XXXVIII. Assim, a pena aplicada à arguida está abrangida pela Lei do perdão.

XXXIX. O tribunal a quo deveria ter julgado extinta, por perdão, a pena aplicada ao crime de furto simples.

…”.

            3.

            O Ministério Público na primeira instância veio responder ao recurso, …

4.

Neste Tribunal da Relação, o Exmo Procurador-Geral Adjunto, na senda da posição assumida pela primeira instância, emitiu parecer no sentido da improcedência do recurso, …

5.

Cumprido o artigo 417º, nº2, do C.P.P., não foi apresentada qualquer resposta ao parecer.

           

6.

Colhidos os vistos, o processo foi presente à conferência, por o recurso dever ser aí julgado, de harmonia com o preceituado no art.419º, nº3, al. c), do diploma citado.

II. Fundamentação


A) Delimitação do Objeto do Recurso

…, as questões a decidir prendem-se com o seguinte:

- errada apreciação da prova;

- não preenchimento dos elementos constitutivos do crime de ameaça agravada;

- da aplicação do perdão decorrente da Lei 38º-A/2023, de 2 de agosto, no que tange à pena de multa aplicada pelo crime de furto.

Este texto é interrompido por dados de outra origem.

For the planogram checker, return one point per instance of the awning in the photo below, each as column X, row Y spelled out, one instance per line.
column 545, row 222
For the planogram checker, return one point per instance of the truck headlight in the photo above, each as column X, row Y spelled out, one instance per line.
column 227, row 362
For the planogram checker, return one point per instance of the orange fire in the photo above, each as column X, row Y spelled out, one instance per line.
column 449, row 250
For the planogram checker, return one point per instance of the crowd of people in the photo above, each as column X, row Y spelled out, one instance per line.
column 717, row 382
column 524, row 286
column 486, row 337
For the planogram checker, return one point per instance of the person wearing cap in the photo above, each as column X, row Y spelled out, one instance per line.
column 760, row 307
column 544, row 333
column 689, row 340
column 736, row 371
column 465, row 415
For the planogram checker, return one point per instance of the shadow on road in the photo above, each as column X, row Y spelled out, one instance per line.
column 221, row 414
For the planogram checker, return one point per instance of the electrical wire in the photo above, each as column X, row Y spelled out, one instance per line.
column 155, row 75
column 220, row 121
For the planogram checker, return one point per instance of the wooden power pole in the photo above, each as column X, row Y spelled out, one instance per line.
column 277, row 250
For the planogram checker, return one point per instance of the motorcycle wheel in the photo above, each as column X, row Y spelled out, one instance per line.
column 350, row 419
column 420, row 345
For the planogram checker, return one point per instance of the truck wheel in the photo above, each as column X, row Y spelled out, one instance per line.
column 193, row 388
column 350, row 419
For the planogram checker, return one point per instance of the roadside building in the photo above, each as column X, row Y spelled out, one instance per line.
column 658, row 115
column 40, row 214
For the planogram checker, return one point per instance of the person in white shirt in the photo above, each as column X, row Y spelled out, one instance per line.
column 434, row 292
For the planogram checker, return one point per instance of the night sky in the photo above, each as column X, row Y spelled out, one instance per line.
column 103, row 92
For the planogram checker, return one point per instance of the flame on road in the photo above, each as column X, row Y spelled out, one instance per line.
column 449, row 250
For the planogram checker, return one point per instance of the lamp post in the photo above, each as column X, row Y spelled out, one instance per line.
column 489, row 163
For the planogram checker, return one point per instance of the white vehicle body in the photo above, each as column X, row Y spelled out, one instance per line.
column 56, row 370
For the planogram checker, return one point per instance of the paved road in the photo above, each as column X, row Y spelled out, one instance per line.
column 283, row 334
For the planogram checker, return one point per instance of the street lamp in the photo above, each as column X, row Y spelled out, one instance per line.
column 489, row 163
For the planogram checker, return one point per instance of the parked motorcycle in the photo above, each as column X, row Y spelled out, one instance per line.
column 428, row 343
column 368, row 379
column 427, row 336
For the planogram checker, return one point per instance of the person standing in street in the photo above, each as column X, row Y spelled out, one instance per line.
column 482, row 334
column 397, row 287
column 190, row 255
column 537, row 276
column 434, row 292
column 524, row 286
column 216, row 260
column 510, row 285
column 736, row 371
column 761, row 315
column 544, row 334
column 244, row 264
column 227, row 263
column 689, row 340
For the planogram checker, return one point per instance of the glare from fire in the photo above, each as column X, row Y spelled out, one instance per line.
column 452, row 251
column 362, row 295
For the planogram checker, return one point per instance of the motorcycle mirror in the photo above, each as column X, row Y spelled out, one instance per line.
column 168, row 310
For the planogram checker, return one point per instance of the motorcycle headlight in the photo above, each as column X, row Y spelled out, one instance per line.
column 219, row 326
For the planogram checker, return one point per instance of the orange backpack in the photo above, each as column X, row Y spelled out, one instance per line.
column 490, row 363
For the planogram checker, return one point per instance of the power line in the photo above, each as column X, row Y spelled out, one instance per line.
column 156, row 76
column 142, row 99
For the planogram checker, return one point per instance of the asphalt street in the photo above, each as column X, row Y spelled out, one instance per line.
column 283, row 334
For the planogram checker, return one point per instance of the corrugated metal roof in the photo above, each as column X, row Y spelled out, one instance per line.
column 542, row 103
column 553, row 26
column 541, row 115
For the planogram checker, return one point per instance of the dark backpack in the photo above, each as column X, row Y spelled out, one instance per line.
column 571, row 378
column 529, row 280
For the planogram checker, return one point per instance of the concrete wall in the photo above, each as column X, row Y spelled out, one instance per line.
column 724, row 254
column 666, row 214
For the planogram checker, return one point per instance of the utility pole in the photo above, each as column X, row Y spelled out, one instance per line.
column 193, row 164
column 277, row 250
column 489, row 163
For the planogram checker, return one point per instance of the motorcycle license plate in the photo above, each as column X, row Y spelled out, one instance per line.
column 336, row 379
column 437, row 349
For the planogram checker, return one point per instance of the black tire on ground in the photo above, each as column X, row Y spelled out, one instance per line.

B) Com vista à apreciação das questões enunciadas, importa ter presente o seguinte teor da sentença recorrida.

“(…)

1. Factos provados

1) No dia 18/12/2022, cerca das 21h, a arguida dirigiu-se à residência dos queixosos …, e retirou da porta de entrada, a caixa do correio que ali se encontrava pendurada, no valor de € 25, e que pertencia aos queixosos, tendo colocado a mesma no interior do veículo no qual se fazia transportar, com intenção, concretizada, de dessa forma se apoderar da referida caixa de correio.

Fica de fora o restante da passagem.